Il cut up electro-vocale in salsa Kraftwerk e la `via concreta` di un Pierre Henry in chiave moderna di Son of King, spargono da subito una nuova vita in casa Alog: seguita di pari passo da una trasparente brezza di contemporanea (attenta alla dodecafonia), `camuffata` casomai anche da spartani giri di acustica e crescendi percussivi, come succede nella successiva A Throne for the Common Man.
La musica è tramutata presso la ditta Espen Sommer Eide e Dag-Are Haugan, le escursioni di stampo elettro-sognante perdurano nel duo, ma attutiscono gli accenti (la corposità ) tralasciando il campo alla sperimentazione tout cour, sviscerata frequentemente con elaborazioni ed incastri semplici: adattamenti esoterici che si scorgono negli eloquenti canti a cappella (e adattamenti ambient di Write Your Thoughts in Water) o nei contrasti di velocità tra la radente e concreta Sleeping Instruments e lo scampanellio minimal-reichiano di The Beginner.
Arrivati a questo punto, si rimane a bocca asciutta anche delle debolezze degli Alog per estese costruzioni post rock e anche se non poche persone hanno constatato in “Amateur” la fragranza-essenza (al confine col) pop dei norvegesi (ho persino adocchiato per rete la definizione di electro-funk), continuo a percepire espressioni diverse e continui scampoli di musica colta in tutte le tracce del cd.
Conferma di ciò sono lo scontro di oggetti acustici con altri casuali nel predisporre sghembe melodie (The Learning Curve); loop, tastiere e sovra incisioni, ancora una volta vocali (Turn, Back Undo); ipnotici drones, a lieve alterazione, di stampo Deep Listening (A Book of Lightning).

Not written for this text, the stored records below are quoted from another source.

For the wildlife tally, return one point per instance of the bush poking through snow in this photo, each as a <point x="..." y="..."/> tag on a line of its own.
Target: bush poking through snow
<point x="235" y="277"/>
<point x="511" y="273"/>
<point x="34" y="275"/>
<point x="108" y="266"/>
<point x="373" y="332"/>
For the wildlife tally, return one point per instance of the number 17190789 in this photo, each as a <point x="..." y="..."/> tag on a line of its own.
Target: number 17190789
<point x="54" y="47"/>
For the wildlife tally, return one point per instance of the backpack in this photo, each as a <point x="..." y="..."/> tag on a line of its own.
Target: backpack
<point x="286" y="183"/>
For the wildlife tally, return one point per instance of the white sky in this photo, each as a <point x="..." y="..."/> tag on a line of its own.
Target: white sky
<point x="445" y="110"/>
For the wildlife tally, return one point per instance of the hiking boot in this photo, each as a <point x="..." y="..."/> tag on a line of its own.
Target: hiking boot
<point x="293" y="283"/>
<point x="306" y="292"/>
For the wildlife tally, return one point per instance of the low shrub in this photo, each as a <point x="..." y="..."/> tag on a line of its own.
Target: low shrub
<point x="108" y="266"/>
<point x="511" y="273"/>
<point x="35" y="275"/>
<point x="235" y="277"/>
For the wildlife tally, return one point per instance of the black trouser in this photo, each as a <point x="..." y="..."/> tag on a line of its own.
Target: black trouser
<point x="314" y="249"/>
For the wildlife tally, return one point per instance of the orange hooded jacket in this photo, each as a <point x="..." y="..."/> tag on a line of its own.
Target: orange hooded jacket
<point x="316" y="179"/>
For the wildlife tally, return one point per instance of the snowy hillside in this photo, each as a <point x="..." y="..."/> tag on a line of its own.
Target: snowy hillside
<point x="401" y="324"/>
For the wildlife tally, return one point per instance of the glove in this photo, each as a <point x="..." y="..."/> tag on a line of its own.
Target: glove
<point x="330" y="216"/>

Di certo, come sempre, non manca l`estro personale del duo che si materializza al massimo in The Future of Norvegian Wood quando vengono registrati il suono di un chiodo, sbattuto a forza dentro una lastra di legno, e altri utensili di falegnameria in contrasto ad una malinconica coppia di piano e chitarra; di questa performance, tra l`altro, sono presenti alcune foto dettagliate sul sito degli Alog.
“Amateur” è un mosaico, ogni brano un tassello (mondo) a sé: gli Alog confermano l`anima poliedrica dirigendosi col passare degli anni dentro salde (e sane) convinzioni sperimentali; solo un grande gruppo riesce ad inserire, senza nessuna sbavatura, tanta profusione di `forme` in un unico cd. Prima della chiusura, meritano menzione speciale il duetto tra piano e oggetti metallici (ma anche vetrosi e difficilmente catalogabili) e il noise calcato a dovere da frequenze manipolate di Bedlam Emblem... fuggente attimo da catalogo fennesziano di una certa classe.